Ankita - We think of eggs as providing us with a good source of protein but, in fact, proteins are everywhere. They're the basic building blocks of all living things. They're found in plants, animals, and even food. Jelly is, in fact, an edible protein. Proteins come in many shapes and sizes; they can be ordered structures like a corkscrew or more randomly shaped like noodles cooking in water. And for larger objects they can literally look like brick and mortar structures. Now Marcus Buehler and his team at MIT have found a way to translate these protein structures into music. But first, I asked him what is a protein actually made of?

Marcus - Proteins are made from building blocks called amino acids. There are 20 unique amino acids; you can imagine them being like bead on a string. Each bead that you add to the string is one of those 20 amino acids, and which amino acid is actually added onto the string is decided, defined by the DNA that is the blueprint for how this particular protein is made.

Ankita  - But what does this have to do with music?

Marcus - So the way we understand how these amino acids actually sound like, and if we do a very careful analysis we found that these molecules aren't static, they continuously vibrate. These vibrations can be calculated based on quantum mechanics and what we found is that each molecule has a unique frequency spectrum, and once we make that audible, each molecule has a very particular way it sounds like.

Ankita - So that's apparently how a lisosyn molecule sounds; that's a protein which you find in egg whites. So what’s actually the point in doing this?
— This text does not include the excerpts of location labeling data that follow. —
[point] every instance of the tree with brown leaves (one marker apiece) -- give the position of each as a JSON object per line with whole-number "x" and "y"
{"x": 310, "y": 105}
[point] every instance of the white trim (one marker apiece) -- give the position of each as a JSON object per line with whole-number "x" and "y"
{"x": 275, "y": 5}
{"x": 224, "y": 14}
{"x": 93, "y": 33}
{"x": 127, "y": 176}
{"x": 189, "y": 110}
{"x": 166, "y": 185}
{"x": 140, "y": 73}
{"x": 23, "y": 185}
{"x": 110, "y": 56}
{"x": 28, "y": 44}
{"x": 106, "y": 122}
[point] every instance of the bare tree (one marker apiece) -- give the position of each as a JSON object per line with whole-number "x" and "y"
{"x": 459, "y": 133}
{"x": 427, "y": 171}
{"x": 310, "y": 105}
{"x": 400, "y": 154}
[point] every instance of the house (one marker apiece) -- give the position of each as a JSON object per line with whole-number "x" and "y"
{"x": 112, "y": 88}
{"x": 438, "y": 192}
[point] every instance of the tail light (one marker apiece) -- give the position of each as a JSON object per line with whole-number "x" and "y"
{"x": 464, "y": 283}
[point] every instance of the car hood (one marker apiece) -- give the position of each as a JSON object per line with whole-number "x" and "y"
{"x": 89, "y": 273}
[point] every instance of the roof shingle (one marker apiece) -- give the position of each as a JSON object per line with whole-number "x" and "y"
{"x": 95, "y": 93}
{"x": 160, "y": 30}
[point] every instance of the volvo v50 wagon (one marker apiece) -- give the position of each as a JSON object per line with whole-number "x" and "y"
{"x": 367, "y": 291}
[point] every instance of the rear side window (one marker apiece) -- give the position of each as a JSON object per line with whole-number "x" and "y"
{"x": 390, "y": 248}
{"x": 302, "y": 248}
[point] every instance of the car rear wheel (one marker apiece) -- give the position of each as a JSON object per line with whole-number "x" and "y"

Marcus - By listening to the proteins we can begin to link the structure of proteins. How they fold, the kind of function they have with how they sound. And we can begin to edit the protein and actually change the sound and maybe design new proteins or understand how mutations in proteins affect their functionality. Many diseases originate through mutations of proteins and in the audible space we can listen to different proteins, a healthy protein, the diseased protein and we can begin to understand what are the changes that actually cause this breakdown of functionality and maybe cause disease.

Ankita - Sounds like there may be very useful applications that come from this work.

Marcus - Proteins are everywhere in nature and a lot of times they actually act as materials. And these give us an opportunity to create materials that are not only made from renewable resources but they also are resilient. They usually have very strong mechanical properties and they can degrade automatically. With this new approach of being able to understand at a very different level how we can design proteins, we might be able to create new materials that have more sustainable properties, even better functionalities that are sustainable, resilient and can be recycled in a very simple way.

Ankita - Given that there are 20 different amino acids and we can arrange them in any way, surely there are millions of possibilities for new kinds of proteins? How do we know which are actually useful?

Marcus - We not only have translated these proteins into sound but we've also used artificial intelligence to help us understand the language that nature speaks. We train a neural network; we then let the neural network create new sounds and we translate the new sounds back into the protein sequences. And then we try to make these proteins and try to understand what they actually do and how they function and, possibly, hopefully finding proteins that actually perform even better than the natural proteins that nature has created.